Le développement de R1, un modèle qui peut s’attaquer à des tâches de raisonnement complexes, et produire des résultats comparables à ceux de ses concurrents, n’a requis que deux mois et 6 millions de dollars, soit une fraction des milliards dépensés par ses concurrents américains.
Si les experts mettent en garde contre une possible sous-estimation des coûts et des délais avancés par DeepSeek, ils admettent que les écarts restent “impressionnants”.
Dans un post sur le réseau X, le PDG de Nvidia, Sam Altman, a qualifié “d’impressionnante” la startup chinoise de deux ans, ajoutant qu’il était “revigorant d’avoir un nouveau concurrent”. “Mais nous allons évidemment présenter des modèles bien meilleurs”, a-t-il assuré.
Pour sa part, OpenAI a accusé la société chinoise d’avoir utilisé ChatGPT pour automatiser l’entraînement de ses modèles. Il s’agit d’une technique, illégale, qui aurait permis de développer l’application chinoise à moindre coût.
Au-delà de ses accusations, la concurrence avec la Chine, jusqu’à récemment considérée à la traîne par rapport aux Etats-Unis en matière d’IA, semble avoir repris de plus belle.
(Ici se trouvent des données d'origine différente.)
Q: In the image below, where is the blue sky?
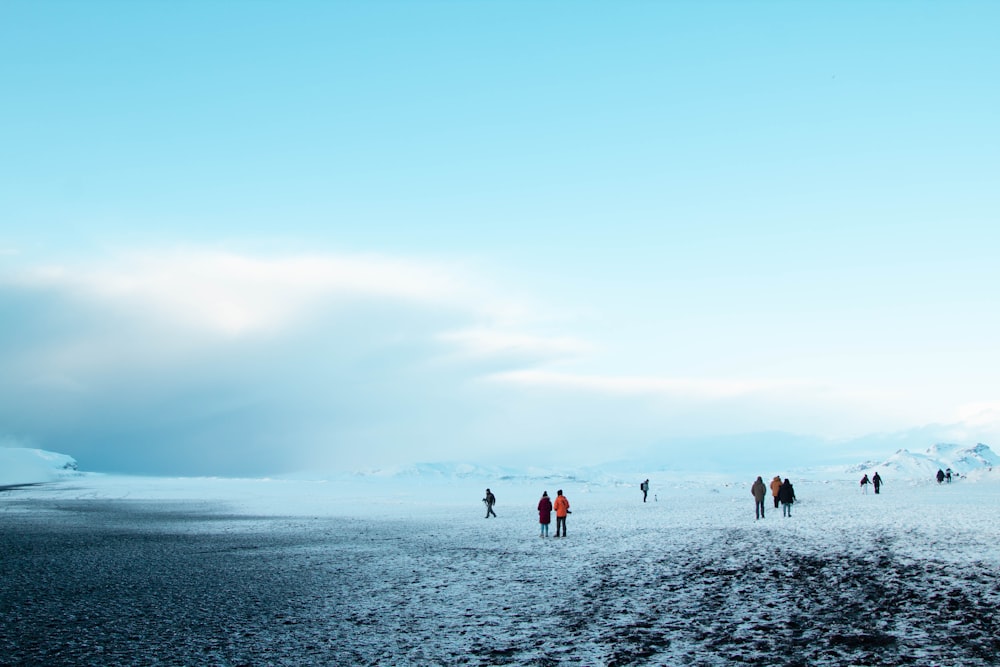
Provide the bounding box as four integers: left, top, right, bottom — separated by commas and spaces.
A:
2, 2, 999, 475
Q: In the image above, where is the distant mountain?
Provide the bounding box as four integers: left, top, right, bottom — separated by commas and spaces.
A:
847, 443, 997, 480
347, 461, 665, 487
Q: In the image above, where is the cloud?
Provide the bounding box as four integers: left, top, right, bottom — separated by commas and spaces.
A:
3, 246, 992, 476
0, 247, 583, 474
436, 329, 593, 364
483, 369, 805, 399
14, 248, 485, 337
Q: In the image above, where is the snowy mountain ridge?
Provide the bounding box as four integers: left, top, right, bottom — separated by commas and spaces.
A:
846, 442, 997, 480
3, 442, 997, 487
348, 461, 657, 487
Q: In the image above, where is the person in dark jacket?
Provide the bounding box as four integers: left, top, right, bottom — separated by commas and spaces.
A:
751, 476, 767, 520
484, 488, 496, 518
778, 478, 796, 517
537, 491, 553, 538
936, 469, 945, 484
871, 472, 882, 495
640, 479, 649, 503
860, 474, 870, 494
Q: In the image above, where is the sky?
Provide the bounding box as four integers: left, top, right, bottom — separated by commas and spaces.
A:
2, 1, 999, 476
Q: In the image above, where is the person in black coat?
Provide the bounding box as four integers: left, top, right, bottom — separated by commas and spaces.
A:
484, 488, 497, 518
871, 472, 882, 495
778, 478, 796, 517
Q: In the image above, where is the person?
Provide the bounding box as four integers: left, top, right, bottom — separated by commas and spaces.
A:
640, 479, 649, 503
553, 489, 570, 537
770, 475, 782, 509
936, 469, 945, 484
751, 476, 767, 520
537, 491, 553, 538
484, 488, 496, 518
872, 472, 882, 495
860, 474, 870, 494
945, 468, 953, 483
778, 478, 796, 517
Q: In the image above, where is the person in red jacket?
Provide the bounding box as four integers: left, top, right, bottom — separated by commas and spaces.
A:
537, 491, 553, 538
553, 489, 570, 537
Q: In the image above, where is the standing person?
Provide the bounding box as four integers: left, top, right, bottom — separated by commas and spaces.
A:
537, 491, 553, 538
751, 476, 767, 520
872, 472, 882, 495
936, 469, 945, 484
945, 468, 953, 483
778, 478, 796, 517
770, 475, 782, 509
553, 490, 570, 537
484, 488, 497, 518
640, 479, 650, 503
860, 474, 870, 494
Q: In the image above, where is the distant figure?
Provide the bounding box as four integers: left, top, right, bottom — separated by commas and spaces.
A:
640, 479, 650, 503
936, 469, 945, 484
945, 468, 953, 483
860, 474, 870, 494
537, 491, 553, 538
770, 476, 783, 509
553, 489, 570, 537
751, 476, 767, 520
484, 488, 496, 518
872, 472, 882, 494
778, 478, 796, 517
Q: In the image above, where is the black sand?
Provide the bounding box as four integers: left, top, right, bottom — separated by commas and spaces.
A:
3, 494, 1000, 667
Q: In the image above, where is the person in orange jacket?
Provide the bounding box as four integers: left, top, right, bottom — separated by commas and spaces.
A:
553, 489, 570, 537
770, 476, 782, 509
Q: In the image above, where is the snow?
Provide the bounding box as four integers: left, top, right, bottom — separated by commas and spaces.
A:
843, 442, 998, 480
0, 447, 79, 486
4, 447, 1000, 665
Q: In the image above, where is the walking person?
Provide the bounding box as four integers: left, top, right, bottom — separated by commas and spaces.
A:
779, 478, 796, 517
553, 490, 570, 537
860, 474, 870, 494
770, 475, 782, 509
537, 491, 552, 538
640, 479, 650, 503
936, 469, 945, 484
751, 476, 767, 520
872, 472, 882, 495
484, 488, 497, 518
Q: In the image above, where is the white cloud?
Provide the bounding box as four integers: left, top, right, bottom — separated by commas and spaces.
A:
5, 245, 990, 475
436, 329, 594, 362
14, 249, 485, 337
484, 368, 807, 399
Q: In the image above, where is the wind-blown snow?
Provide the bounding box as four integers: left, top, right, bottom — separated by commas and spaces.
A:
0, 447, 78, 486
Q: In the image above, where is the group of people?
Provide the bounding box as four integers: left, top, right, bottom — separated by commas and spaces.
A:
751, 476, 796, 519
537, 490, 570, 537
935, 468, 953, 484
490, 470, 905, 533
859, 472, 883, 494
485, 488, 572, 537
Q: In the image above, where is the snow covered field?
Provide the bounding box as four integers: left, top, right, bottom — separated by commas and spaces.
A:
2, 470, 999, 666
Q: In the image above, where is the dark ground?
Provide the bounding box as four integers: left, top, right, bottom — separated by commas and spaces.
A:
2, 497, 999, 666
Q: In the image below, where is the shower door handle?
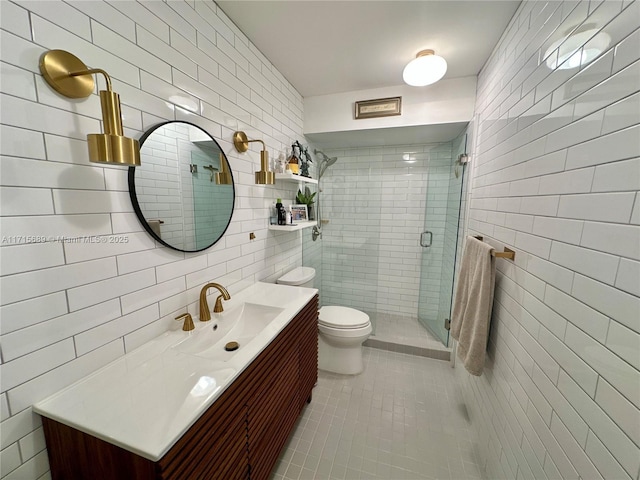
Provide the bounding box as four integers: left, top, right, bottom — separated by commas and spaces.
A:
420, 231, 433, 248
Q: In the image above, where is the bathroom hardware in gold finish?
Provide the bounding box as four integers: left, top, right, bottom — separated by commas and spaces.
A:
175, 313, 195, 331
473, 235, 516, 260
215, 153, 232, 185
39, 50, 140, 166
199, 283, 231, 321
233, 131, 275, 185
224, 341, 239, 351
496, 247, 516, 260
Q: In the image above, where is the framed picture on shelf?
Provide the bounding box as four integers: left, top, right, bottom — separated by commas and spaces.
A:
290, 204, 308, 222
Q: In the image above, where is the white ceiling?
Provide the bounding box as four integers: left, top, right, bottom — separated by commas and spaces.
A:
217, 1, 521, 98
217, 1, 521, 148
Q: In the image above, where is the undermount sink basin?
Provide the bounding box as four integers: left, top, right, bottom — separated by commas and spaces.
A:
172, 303, 285, 361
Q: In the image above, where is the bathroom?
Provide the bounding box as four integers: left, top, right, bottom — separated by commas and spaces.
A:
1, 1, 638, 479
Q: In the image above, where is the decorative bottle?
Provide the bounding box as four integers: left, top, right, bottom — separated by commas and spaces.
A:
276, 198, 286, 225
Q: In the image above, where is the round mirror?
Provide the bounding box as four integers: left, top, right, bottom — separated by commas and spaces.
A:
129, 121, 235, 252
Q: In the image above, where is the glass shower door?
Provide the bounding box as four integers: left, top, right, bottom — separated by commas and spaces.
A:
417, 140, 466, 346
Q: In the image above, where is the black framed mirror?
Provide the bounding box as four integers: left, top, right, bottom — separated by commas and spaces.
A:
129, 121, 235, 252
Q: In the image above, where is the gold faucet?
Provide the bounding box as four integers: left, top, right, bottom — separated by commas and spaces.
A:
199, 283, 231, 321
175, 313, 195, 331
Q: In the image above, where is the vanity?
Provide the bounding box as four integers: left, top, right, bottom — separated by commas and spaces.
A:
34, 282, 318, 480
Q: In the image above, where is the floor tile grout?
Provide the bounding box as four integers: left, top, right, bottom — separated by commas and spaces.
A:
270, 347, 483, 480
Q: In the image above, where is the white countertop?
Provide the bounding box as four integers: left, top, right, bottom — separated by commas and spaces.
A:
33, 282, 317, 461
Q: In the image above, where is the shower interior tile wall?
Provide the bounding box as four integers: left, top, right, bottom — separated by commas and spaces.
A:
319, 144, 454, 319
460, 1, 639, 480
0, 1, 306, 478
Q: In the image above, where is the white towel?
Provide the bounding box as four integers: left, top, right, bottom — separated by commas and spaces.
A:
451, 236, 496, 376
La volonté du président Trump de mobiliser tout le potentiel américain à cet égard, tant sur le plan énergétique (relance de la production pétrolière) que législatif (décret présidentiel), balise le terrain pour le maintien de la dominance américaine en IA.
La percée de DeepSeek envoie un “signal d’alarme” à l’industrie technologique américaine, mais elle “pourrait finalement s’avérer positive” pour les États-Unis, tient-il à rassurer.